Seminar back on: “What You Should Know about Simulation if You Care about Videogames”

This Friday the Department of Computer Science and Information Science Seminar Series is hosting Associate Professor David Ciccoricco for a talk titled:

“What You Should Know about Simulation if You Care about Videogames”

ABSTRACT: This talk historicizes the tangled relationship between two kinds of simulation, the mental simulations that happen in human minds and the digital simulations that happen on computer screens, and speculates about that relationship’s transdisciplinary future. It also suggests some ways in which aesthetic appropriations of simulation – as seen in videogames and other creative media – can play a significant and revealing role in mediating between the cognitive and the computational.

WHEN – 4 September at 1PM

WHERE – live & streamed online

Room G34 (Owheo building, 133 Union St.

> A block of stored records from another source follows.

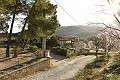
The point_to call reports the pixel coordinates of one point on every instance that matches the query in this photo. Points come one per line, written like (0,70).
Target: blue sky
(82,11)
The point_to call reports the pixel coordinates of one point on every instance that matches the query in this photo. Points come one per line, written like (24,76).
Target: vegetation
(83,32)
(63,51)
(102,68)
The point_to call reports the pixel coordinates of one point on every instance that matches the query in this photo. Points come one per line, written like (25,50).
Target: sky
(83,11)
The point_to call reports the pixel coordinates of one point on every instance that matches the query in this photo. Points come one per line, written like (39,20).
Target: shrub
(62,52)
(33,48)
(38,53)
(59,51)
(55,49)
(39,45)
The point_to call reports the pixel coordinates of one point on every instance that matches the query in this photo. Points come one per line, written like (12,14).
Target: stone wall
(42,64)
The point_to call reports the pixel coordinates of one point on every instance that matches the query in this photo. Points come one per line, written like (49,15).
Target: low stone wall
(42,64)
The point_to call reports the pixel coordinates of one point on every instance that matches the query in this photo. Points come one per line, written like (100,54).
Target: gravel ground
(66,70)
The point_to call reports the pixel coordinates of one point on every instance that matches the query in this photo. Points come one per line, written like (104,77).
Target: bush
(97,63)
(33,48)
(38,53)
(55,49)
(39,45)
(59,51)
(62,52)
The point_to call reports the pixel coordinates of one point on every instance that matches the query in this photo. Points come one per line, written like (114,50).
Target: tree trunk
(11,29)
(44,45)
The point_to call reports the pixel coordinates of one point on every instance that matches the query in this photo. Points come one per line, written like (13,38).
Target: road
(66,70)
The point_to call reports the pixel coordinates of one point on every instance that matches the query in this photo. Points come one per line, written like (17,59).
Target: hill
(83,32)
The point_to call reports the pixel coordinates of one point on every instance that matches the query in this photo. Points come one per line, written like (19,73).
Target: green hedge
(63,51)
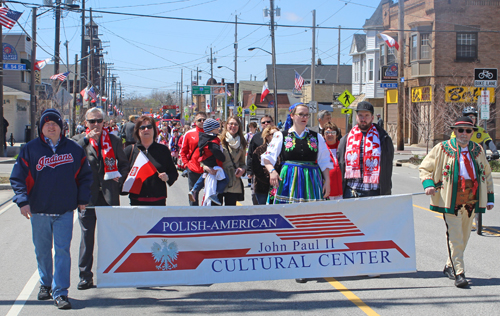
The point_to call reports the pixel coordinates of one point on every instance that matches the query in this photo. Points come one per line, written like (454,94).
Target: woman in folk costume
(305,174)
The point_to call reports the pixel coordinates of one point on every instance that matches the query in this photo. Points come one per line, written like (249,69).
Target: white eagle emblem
(165,254)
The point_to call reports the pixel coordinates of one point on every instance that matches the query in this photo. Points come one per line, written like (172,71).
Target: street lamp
(274,80)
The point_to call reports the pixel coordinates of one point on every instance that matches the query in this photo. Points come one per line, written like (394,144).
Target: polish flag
(140,171)
(391,42)
(265,92)
(42,63)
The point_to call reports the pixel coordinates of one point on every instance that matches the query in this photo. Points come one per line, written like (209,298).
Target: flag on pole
(8,18)
(265,92)
(140,171)
(299,81)
(391,42)
(92,93)
(42,63)
(60,76)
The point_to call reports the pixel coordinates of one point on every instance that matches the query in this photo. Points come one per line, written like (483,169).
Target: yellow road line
(351,297)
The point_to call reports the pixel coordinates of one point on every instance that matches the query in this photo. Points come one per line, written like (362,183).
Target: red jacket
(189,150)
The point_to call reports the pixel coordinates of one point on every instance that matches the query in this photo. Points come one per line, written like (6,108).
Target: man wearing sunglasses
(189,153)
(109,169)
(255,142)
(458,178)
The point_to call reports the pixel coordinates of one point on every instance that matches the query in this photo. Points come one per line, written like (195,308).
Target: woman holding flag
(151,166)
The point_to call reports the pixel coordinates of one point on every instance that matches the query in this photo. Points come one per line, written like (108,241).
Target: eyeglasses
(461,130)
(95,121)
(304,115)
(143,127)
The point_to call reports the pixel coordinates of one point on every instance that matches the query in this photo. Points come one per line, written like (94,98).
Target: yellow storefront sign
(465,94)
(421,94)
(392,96)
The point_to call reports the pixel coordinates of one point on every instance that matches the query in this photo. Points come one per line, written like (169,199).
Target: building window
(425,46)
(466,46)
(414,47)
(370,69)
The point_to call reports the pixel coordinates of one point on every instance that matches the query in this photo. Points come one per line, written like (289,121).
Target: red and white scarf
(107,153)
(371,155)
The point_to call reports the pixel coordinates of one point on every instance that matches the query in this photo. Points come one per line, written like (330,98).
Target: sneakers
(62,302)
(44,293)
(191,196)
(448,271)
(214,199)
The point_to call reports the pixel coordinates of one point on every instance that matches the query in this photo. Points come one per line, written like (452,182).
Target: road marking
(6,208)
(24,295)
(351,296)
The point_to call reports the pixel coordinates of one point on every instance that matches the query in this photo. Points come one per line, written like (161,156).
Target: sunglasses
(143,127)
(95,121)
(461,130)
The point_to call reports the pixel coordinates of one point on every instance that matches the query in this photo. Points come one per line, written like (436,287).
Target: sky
(149,53)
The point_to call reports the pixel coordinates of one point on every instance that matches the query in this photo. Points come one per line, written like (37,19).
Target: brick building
(444,41)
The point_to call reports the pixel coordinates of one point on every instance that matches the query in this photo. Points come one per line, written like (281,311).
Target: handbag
(240,196)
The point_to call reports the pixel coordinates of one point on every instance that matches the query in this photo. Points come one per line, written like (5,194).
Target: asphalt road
(426,292)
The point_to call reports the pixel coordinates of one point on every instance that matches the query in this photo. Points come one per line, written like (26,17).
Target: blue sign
(388,85)
(9,52)
(14,66)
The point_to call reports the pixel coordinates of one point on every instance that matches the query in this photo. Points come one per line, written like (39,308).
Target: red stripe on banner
(324,236)
(188,260)
(313,215)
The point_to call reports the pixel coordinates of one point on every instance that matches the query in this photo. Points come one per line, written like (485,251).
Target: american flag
(91,93)
(299,81)
(8,18)
(60,76)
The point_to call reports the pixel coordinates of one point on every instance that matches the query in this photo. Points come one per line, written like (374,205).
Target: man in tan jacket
(458,177)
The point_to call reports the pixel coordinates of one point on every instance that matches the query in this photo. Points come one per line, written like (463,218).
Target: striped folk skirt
(301,182)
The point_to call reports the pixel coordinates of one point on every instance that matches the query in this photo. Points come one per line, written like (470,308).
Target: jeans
(221,184)
(349,194)
(192,178)
(59,229)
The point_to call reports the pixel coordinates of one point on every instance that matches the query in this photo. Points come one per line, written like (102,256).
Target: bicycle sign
(485,77)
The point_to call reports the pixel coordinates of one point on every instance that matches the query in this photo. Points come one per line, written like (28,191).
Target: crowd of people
(285,163)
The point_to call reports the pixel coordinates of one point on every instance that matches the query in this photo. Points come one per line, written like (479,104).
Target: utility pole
(313,61)
(58,30)
(235,97)
(33,79)
(83,53)
(273,51)
(338,59)
(72,109)
(400,134)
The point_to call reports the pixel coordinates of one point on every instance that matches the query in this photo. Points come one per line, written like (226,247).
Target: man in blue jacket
(51,178)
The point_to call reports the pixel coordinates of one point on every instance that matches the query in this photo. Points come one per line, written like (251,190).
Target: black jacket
(161,158)
(110,188)
(255,142)
(386,158)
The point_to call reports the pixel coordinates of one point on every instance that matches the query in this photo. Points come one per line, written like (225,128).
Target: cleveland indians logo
(53,161)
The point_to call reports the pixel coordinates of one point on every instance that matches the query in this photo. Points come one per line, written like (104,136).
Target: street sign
(389,85)
(14,66)
(313,106)
(199,90)
(485,77)
(346,98)
(485,104)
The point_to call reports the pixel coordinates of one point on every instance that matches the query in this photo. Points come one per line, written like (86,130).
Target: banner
(160,246)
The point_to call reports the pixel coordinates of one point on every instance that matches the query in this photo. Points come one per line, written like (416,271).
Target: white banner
(159,246)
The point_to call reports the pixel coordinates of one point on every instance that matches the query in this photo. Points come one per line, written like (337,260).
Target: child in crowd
(211,156)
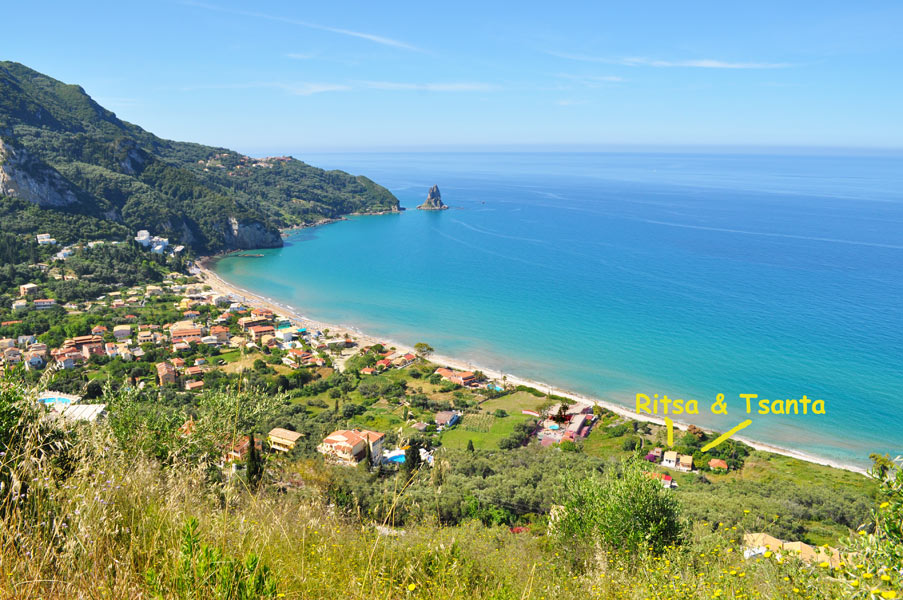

East)  (places limited – to secure a seat you must email:  
csadmin@cs.otago.ac.nz )

& online on Zoom at:

https://otago.zoom.us/j/98869375927?pwd=dmRTWTNrL2V4VEtRTkpwVmE2MlBwdz09

Password: 965073


BIO –
David Ciccoricco is Associate Professor in English and Linguistics at the University of Otago. His research is focused on literary and narrative theory with an emphasis on emergent forms of digital literature, as well as digital culture and posthumanism more generally. He is the author of Reading Network Fiction (2007), a book on pre-Web and Web-based digital fiction, and Refiguring Minds in Narrative Media (2015), which is focused on cognitive approaches to narrative and literary theory in print novels, digital narratives, and story-driven videogames.